John Cameron Mitchell on 'Hedwig' and Coming Out
Mitchell says that "Hedwig"—his Obie-winning off-Broadway play that also saw success as a 2001 film, and is now headed for Broadway—was based in large part on characters he knew growing up as an Army brat in Berlin. "[Hedwig's] emotional core just came from ... an understanding that we’re all very much these hybrids of all the people that we’ve met, you know?" he says. "And men, women, lovers, mothers, fathers, and reinterpreting the myth of the origin of love as a kind of collage of all the people we know, rather than just two halves."
Having both directed and starred in "Hedwig," Mitchell talks about how he enjoys having final say on his projects as a director, and that working on films with smaller budgets tends to make a director more relaxed about and open to taking notes. "I like all kinds of input," he says. "I have a lot of screenings; I have friends, I have strangers, you know, giving me their opinion, as long as I know I’m not going to be forced into something, that’s important to me. Obviously when you get into larger budgets, you have less of that freedom and I just, I’m not a person that tends to make stories for those larger budgets. To me, it’s not much fun to have that kind of pressure." Mitchell thinks big, popular movies can still be great, though he worries the economic problems in the film industry may ultimately result in fewer art features being produced.

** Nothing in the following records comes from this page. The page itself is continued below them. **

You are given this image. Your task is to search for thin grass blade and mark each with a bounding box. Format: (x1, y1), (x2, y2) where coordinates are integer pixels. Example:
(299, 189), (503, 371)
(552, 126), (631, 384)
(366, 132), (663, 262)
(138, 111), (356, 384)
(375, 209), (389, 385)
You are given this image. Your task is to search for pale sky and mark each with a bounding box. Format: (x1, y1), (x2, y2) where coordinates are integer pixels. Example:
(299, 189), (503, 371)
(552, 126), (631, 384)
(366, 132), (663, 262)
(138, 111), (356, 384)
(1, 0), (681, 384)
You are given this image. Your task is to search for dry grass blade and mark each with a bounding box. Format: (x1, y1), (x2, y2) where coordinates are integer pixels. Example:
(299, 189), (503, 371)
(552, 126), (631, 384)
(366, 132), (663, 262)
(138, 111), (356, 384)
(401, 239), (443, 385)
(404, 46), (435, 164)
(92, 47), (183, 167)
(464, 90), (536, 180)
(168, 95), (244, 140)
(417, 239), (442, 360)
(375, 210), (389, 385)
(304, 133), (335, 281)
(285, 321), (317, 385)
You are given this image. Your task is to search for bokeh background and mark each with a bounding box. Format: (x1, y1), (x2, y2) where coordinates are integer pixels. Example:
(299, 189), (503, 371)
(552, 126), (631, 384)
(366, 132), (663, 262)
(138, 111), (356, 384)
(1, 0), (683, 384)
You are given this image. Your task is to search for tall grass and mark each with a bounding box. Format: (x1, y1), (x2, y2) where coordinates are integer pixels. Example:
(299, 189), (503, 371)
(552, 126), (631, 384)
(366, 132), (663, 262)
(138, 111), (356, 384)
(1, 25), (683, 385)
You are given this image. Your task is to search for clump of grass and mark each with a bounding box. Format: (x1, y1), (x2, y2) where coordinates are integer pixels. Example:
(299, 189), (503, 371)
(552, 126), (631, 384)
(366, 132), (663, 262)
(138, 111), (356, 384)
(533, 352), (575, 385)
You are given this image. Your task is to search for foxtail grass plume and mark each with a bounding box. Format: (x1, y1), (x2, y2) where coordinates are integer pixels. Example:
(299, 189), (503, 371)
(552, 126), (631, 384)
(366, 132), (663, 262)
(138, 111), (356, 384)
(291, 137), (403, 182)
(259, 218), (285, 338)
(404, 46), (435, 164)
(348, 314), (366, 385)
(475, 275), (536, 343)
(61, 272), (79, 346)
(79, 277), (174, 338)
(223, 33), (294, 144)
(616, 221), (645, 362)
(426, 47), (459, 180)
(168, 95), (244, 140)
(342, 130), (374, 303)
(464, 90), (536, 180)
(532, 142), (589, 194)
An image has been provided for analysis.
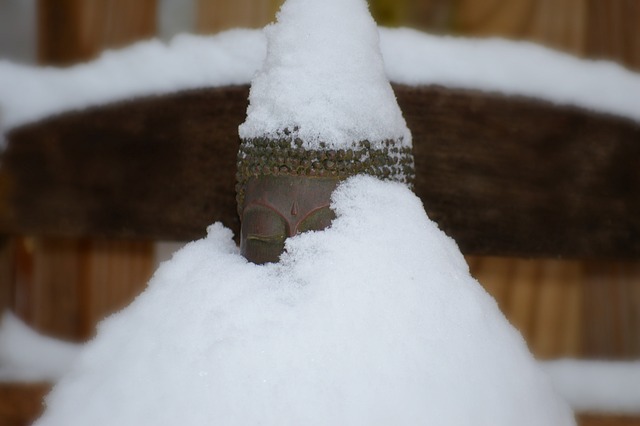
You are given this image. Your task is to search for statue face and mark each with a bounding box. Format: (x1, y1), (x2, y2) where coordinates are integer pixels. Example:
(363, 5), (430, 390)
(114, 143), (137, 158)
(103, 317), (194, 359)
(240, 175), (339, 264)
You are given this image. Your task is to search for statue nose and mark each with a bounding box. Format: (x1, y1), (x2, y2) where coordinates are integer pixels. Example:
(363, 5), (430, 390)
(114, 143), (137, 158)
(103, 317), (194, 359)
(287, 224), (299, 238)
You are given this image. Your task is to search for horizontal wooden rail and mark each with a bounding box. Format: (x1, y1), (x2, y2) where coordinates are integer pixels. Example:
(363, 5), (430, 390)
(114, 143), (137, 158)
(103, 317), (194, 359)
(1, 84), (639, 258)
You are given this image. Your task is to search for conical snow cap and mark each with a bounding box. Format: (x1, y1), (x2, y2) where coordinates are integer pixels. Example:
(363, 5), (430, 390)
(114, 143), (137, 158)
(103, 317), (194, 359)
(237, 0), (414, 208)
(239, 0), (412, 149)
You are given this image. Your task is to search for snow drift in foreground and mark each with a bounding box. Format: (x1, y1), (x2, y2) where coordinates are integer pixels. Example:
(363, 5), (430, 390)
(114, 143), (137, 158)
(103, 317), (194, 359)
(3, 308), (639, 416)
(34, 176), (574, 426)
(2, 27), (640, 136)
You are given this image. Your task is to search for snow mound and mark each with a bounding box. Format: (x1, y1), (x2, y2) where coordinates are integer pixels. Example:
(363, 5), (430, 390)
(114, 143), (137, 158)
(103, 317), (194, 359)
(239, 0), (411, 149)
(35, 176), (574, 426)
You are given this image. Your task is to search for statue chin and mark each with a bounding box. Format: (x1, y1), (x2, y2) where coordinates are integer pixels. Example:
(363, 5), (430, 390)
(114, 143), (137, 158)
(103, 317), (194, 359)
(239, 175), (339, 264)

Should gay culture go mainstream? Mitchell thinks it's inevitable—and necessary for gay people if they are to lead happier lives. But that this mainstreaming brings with it a certain cultural homogeneity. "Acceptance and assimilation, you know, breeds mediocrity and perhaps an even more sheep-like, conformism in terms of what kind of music you’re supposed to listen to if you’re gay... What are you supposed to look like? What’s your body supposed to look like? How are you supposed to have sex? How are you supposed to vote?... can get very boring and very, you get a lot of unexamined lives."